Cuando llegó, algo en los redaños se le partió en tres. Apenas tenía ánimo suficiente para sostener el exiguo papel de la concesión de terreno.
En un horizonte cortado a nivel, la luz rojiza del atardecer aplastaba el amarillo pálido del suelo. Garras huesudas, ecos de un marrón verdoso, atravesaban el polvo de un paisaje muerto.
Más allá, nada. Tan solo dos columnas difuminadas en brumas de calor extremo; como si un gigante hubiera mascado un buen puñado de aquel polvo y lo hubiera escupido contra el suelo.
Esa fue su llegada.
Después…
Después aprendió a ver pardos, verdes, glaucos y amarillos.

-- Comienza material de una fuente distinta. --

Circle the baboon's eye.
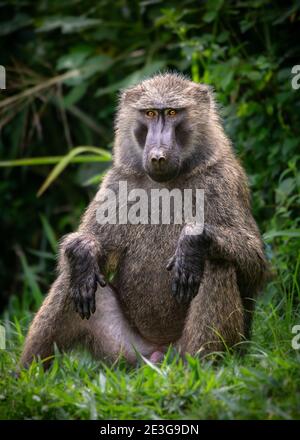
[167,108,177,116]
[146,110,157,118]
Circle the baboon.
[21,73,267,366]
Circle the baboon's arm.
[60,232,106,319]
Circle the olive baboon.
[21,73,266,365]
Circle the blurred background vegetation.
[0,0,300,310]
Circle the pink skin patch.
[149,351,165,364]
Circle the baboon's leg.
[84,286,165,364]
[21,275,163,367]
[178,261,244,355]
[21,274,82,367]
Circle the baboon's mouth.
[146,169,179,182]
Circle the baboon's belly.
[115,225,188,344]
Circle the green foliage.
[0,0,300,418]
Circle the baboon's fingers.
[96,272,106,287]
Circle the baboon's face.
[134,108,188,182]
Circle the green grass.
[0,254,300,419]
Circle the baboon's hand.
[71,267,106,319]
[167,232,209,303]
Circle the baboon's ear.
[121,85,144,105]
[187,83,212,104]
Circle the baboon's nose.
[151,152,167,170]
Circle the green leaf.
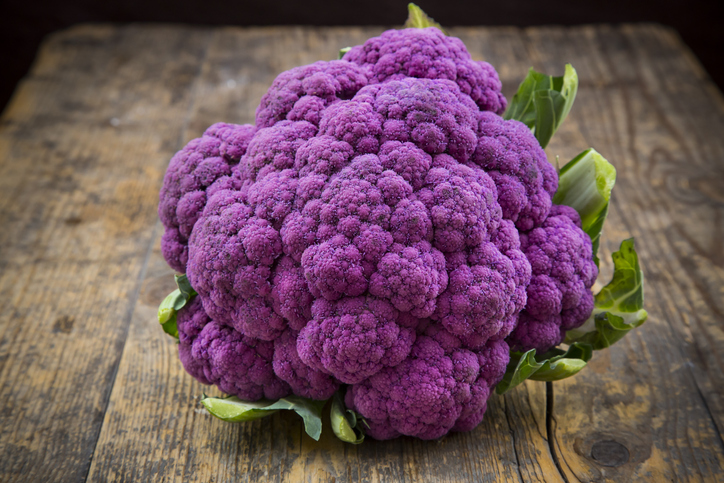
[566,238,648,350]
[201,395,327,441]
[553,149,616,265]
[503,64,578,148]
[404,3,447,35]
[495,344,593,394]
[337,47,352,60]
[329,392,365,444]
[174,274,197,300]
[157,275,197,339]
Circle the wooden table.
[0,25,724,482]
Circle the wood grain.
[0,22,724,482]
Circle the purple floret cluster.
[159,28,596,439]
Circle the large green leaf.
[566,238,648,350]
[201,395,327,441]
[157,275,197,339]
[495,344,592,394]
[553,148,616,265]
[503,64,578,148]
[404,3,447,35]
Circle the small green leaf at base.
[201,395,327,441]
[566,238,649,350]
[329,392,365,444]
[157,275,197,339]
[404,3,447,35]
[495,344,593,394]
[553,149,616,265]
[337,47,352,60]
[503,64,578,148]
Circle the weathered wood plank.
[89,28,557,481]
[527,26,724,481]
[0,20,724,481]
[0,26,209,482]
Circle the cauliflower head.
[159,27,596,439]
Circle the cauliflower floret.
[177,297,291,401]
[472,112,558,231]
[345,325,509,439]
[508,205,598,353]
[343,27,507,114]
[158,122,256,272]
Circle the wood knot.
[591,440,629,467]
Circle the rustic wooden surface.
[0,25,724,482]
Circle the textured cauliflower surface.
[159,28,595,439]
[508,205,598,354]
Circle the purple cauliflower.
[343,27,507,114]
[159,28,596,439]
[508,205,598,354]
[158,122,256,272]
[473,112,558,231]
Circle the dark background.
[0,0,724,110]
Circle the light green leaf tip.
[201,395,327,441]
[337,47,352,60]
[495,344,593,394]
[503,64,578,148]
[553,148,616,265]
[329,392,365,444]
[404,3,447,35]
[156,275,197,339]
[566,238,648,350]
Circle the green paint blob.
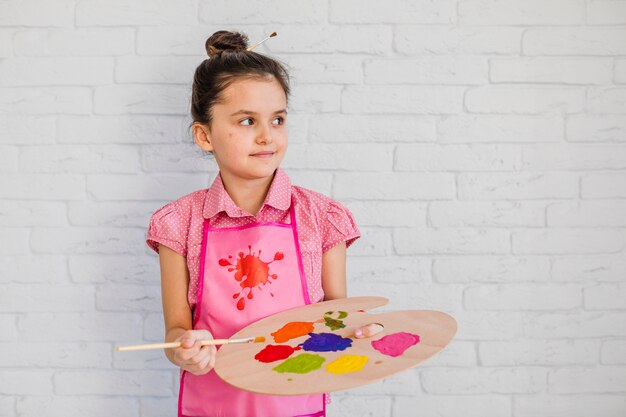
[273,353,326,374]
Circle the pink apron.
[178,200,326,417]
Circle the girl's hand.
[354,323,385,339]
[174,330,217,375]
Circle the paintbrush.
[115,336,265,352]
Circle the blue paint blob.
[299,333,352,352]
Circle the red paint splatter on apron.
[219,245,285,310]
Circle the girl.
[147,31,373,417]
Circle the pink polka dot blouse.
[146,168,361,309]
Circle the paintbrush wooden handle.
[115,337,265,352]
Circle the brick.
[465,85,585,115]
[87,174,208,201]
[588,87,626,114]
[583,283,626,310]
[587,0,626,25]
[20,144,140,174]
[522,144,626,171]
[282,143,393,172]
[0,369,53,396]
[347,254,432,285]
[512,228,624,254]
[580,173,626,199]
[0,57,113,87]
[30,227,145,255]
[393,394,511,417]
[422,367,548,395]
[0,200,67,227]
[17,312,142,342]
[547,200,626,227]
[350,282,463,313]
[489,57,613,85]
[0,313,17,340]
[458,172,578,200]
[432,255,550,283]
[67,201,156,228]
[268,24,393,55]
[364,57,486,85]
[93,85,190,115]
[394,144,521,172]
[53,370,172,397]
[458,0,585,26]
[115,56,197,84]
[513,394,626,417]
[428,201,545,227]
[328,395,392,417]
[76,0,198,26]
[278,54,363,84]
[463,283,582,311]
[455,311,520,341]
[58,115,184,145]
[68,252,161,285]
[437,115,563,144]
[289,84,342,113]
[0,227,30,256]
[478,340,600,367]
[328,0,456,25]
[394,25,523,55]
[552,253,626,282]
[17,396,139,417]
[0,114,56,145]
[0,342,112,368]
[349,201,426,227]
[565,115,626,142]
[348,227,392,257]
[600,340,626,365]
[0,252,69,284]
[0,146,18,173]
[548,366,626,394]
[0,86,92,114]
[96,284,163,312]
[198,0,328,23]
[308,114,436,144]
[522,26,626,56]
[341,85,464,114]
[13,28,135,57]
[393,228,510,255]
[518,311,626,339]
[0,0,75,27]
[0,284,94,310]
[333,173,455,200]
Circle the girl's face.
[194,77,287,184]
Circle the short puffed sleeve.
[322,200,361,252]
[146,202,189,256]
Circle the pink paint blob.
[372,332,420,358]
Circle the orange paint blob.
[218,245,285,310]
[272,321,313,343]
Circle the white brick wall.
[0,0,626,417]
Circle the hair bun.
[204,30,248,58]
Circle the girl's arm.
[159,244,217,375]
[322,242,348,301]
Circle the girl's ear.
[193,123,213,152]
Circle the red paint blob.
[254,345,302,363]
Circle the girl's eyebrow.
[230,109,287,117]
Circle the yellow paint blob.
[326,355,367,374]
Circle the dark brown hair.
[191,30,289,127]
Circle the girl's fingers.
[354,323,385,339]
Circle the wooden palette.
[215,297,457,395]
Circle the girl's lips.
[252,152,274,158]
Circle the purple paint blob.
[299,333,352,352]
[372,332,420,358]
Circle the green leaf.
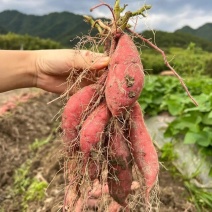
[167,99,184,116]
[184,132,198,144]
[202,112,212,125]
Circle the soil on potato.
[0,92,195,212]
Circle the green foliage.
[0,10,93,47]
[160,143,177,163]
[138,31,212,52]
[177,23,212,41]
[141,46,212,76]
[0,32,61,50]
[22,178,48,208]
[184,181,212,212]
[139,76,212,155]
[13,160,48,211]
[0,10,212,48]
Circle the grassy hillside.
[176,23,212,42]
[0,10,93,46]
[139,31,212,52]
[0,10,212,52]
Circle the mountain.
[0,10,93,46]
[0,10,212,52]
[142,31,212,52]
[175,23,212,42]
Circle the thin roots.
[128,29,198,106]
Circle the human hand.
[34,49,109,93]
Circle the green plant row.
[0,33,61,50]
[141,43,212,76]
[139,76,212,156]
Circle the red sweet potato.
[108,122,132,207]
[130,102,159,201]
[80,102,111,176]
[105,34,144,116]
[62,84,99,153]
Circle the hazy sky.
[0,0,212,31]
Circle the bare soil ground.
[0,92,195,212]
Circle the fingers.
[70,50,110,70]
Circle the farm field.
[0,88,196,212]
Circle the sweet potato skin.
[130,102,159,201]
[105,34,144,116]
[80,102,111,155]
[62,84,99,154]
[108,122,132,207]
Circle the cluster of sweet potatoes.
[62,32,159,211]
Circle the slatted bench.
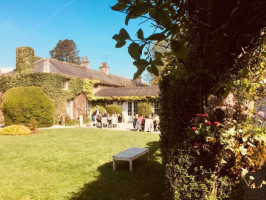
[113,147,149,172]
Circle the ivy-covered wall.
[0,73,96,120]
[16,47,36,73]
[91,96,159,102]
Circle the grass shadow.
[70,142,164,200]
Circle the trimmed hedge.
[106,105,122,115]
[137,102,154,117]
[2,87,54,127]
[0,73,97,122]
[0,125,31,135]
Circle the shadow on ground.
[70,142,164,200]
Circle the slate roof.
[94,86,159,97]
[34,59,135,87]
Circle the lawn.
[0,128,164,200]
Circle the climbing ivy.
[16,47,41,73]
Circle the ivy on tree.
[112,0,266,199]
[50,39,80,64]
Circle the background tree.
[112,0,266,199]
[50,39,80,64]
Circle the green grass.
[0,128,164,200]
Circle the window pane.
[134,102,138,116]
[128,102,132,116]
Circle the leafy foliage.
[50,39,80,64]
[106,105,122,115]
[0,73,95,121]
[113,0,266,199]
[0,125,31,135]
[16,47,40,73]
[1,87,54,127]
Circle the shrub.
[29,118,38,133]
[2,87,54,127]
[137,102,153,117]
[106,105,122,115]
[0,125,31,135]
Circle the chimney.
[43,58,50,73]
[135,76,143,86]
[99,62,109,75]
[80,57,90,69]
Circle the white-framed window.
[63,78,69,90]
[154,101,159,115]
[127,102,132,116]
[133,102,138,116]
[106,101,113,106]
[128,102,137,116]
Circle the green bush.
[0,125,31,135]
[2,87,54,127]
[137,102,153,117]
[106,105,122,115]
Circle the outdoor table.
[144,119,153,132]
[113,147,149,172]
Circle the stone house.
[0,57,159,122]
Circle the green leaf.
[112,34,120,41]
[159,10,171,27]
[133,66,146,80]
[125,14,130,25]
[147,67,153,74]
[133,59,149,68]
[125,3,152,25]
[147,33,165,41]
[118,0,130,4]
[152,58,164,66]
[111,2,127,11]
[151,64,159,76]
[115,40,126,48]
[137,28,144,40]
[154,51,163,58]
[119,28,130,40]
[149,8,156,19]
[130,3,152,19]
[128,42,141,60]
[171,40,187,60]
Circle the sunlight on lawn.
[0,128,163,200]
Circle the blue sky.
[0,0,152,78]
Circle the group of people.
[133,114,160,131]
[91,107,123,125]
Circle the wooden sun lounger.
[113,147,149,172]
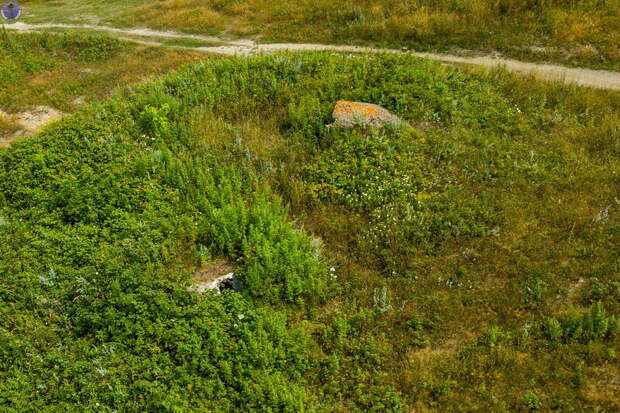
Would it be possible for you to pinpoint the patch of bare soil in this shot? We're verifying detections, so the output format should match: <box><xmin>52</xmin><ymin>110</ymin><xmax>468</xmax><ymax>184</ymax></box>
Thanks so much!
<box><xmin>192</xmin><ymin>259</ymin><xmax>235</xmax><ymax>283</ymax></box>
<box><xmin>0</xmin><ymin>106</ymin><xmax>64</xmax><ymax>146</ymax></box>
<box><xmin>8</xmin><ymin>23</ymin><xmax>620</xmax><ymax>90</ymax></box>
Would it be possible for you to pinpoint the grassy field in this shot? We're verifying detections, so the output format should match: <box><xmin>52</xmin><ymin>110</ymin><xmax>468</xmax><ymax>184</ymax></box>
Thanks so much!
<box><xmin>0</xmin><ymin>31</ymin><xmax>204</xmax><ymax>142</ymax></box>
<box><xmin>18</xmin><ymin>0</ymin><xmax>620</xmax><ymax>70</ymax></box>
<box><xmin>0</xmin><ymin>31</ymin><xmax>620</xmax><ymax>412</ymax></box>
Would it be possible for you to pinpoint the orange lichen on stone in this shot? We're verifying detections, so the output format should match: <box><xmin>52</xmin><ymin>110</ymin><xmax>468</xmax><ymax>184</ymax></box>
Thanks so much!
<box><xmin>333</xmin><ymin>100</ymin><xmax>401</xmax><ymax>128</ymax></box>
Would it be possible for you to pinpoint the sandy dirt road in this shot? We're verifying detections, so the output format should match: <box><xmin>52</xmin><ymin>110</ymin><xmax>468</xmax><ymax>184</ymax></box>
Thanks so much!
<box><xmin>6</xmin><ymin>22</ymin><xmax>620</xmax><ymax>90</ymax></box>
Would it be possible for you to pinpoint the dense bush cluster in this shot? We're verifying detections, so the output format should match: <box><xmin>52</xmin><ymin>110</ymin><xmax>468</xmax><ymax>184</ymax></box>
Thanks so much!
<box><xmin>0</xmin><ymin>46</ymin><xmax>620</xmax><ymax>411</ymax></box>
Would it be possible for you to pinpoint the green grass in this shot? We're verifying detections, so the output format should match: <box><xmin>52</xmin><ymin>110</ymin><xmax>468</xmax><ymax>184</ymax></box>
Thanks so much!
<box><xmin>0</xmin><ymin>34</ymin><xmax>620</xmax><ymax>411</ymax></box>
<box><xmin>17</xmin><ymin>0</ymin><xmax>620</xmax><ymax>70</ymax></box>
<box><xmin>0</xmin><ymin>31</ymin><xmax>204</xmax><ymax>140</ymax></box>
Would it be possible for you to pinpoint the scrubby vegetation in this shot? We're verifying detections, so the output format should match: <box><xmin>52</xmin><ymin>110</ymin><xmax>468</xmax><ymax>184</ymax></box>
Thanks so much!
<box><xmin>0</xmin><ymin>34</ymin><xmax>620</xmax><ymax>411</ymax></box>
<box><xmin>0</xmin><ymin>29</ymin><xmax>203</xmax><ymax>141</ymax></box>
<box><xmin>21</xmin><ymin>0</ymin><xmax>620</xmax><ymax>70</ymax></box>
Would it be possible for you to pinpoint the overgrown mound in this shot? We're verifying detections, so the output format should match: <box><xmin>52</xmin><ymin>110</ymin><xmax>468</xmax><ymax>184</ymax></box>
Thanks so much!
<box><xmin>0</xmin><ymin>53</ymin><xmax>620</xmax><ymax>411</ymax></box>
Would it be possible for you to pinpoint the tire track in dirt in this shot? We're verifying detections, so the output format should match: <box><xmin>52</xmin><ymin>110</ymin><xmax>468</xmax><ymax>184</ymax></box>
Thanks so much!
<box><xmin>7</xmin><ymin>22</ymin><xmax>620</xmax><ymax>90</ymax></box>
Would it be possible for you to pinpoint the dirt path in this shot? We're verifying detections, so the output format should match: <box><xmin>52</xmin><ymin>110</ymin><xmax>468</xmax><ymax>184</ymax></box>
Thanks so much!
<box><xmin>7</xmin><ymin>23</ymin><xmax>620</xmax><ymax>90</ymax></box>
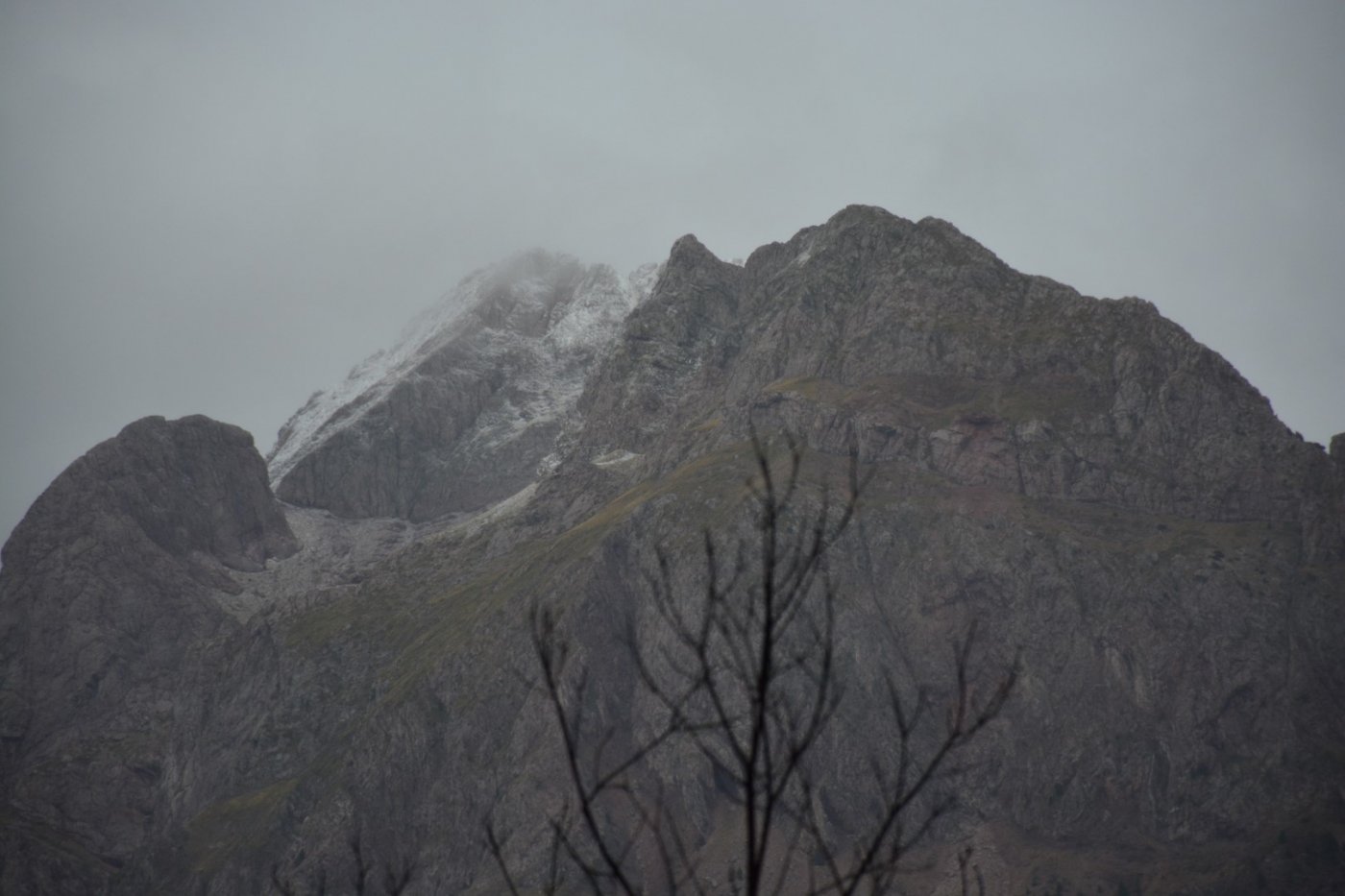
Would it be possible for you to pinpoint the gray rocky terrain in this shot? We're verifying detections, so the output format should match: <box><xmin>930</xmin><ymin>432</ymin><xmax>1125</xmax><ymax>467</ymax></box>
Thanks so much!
<box><xmin>0</xmin><ymin>206</ymin><xmax>1345</xmax><ymax>895</ymax></box>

Después descubrió la vida en el polvo y aprendió lo que escondían aquellas garras bajo el suelo.
Después observó la ofrenda de colores en agradecimiento a las escasas lluvias, aprendió a aprovechar el agua y a cuidar todo aquello que en aquel extraño lugar podría resultar de alimento.
Después vio cómo, al reconocer los secretos, dejó de ser el otro y pasó a formar parte del medio duro e inhóspito.
Y allí, donde a cualquier otro se le hubieran roto los redaños en tres, supo encontrar su hogar.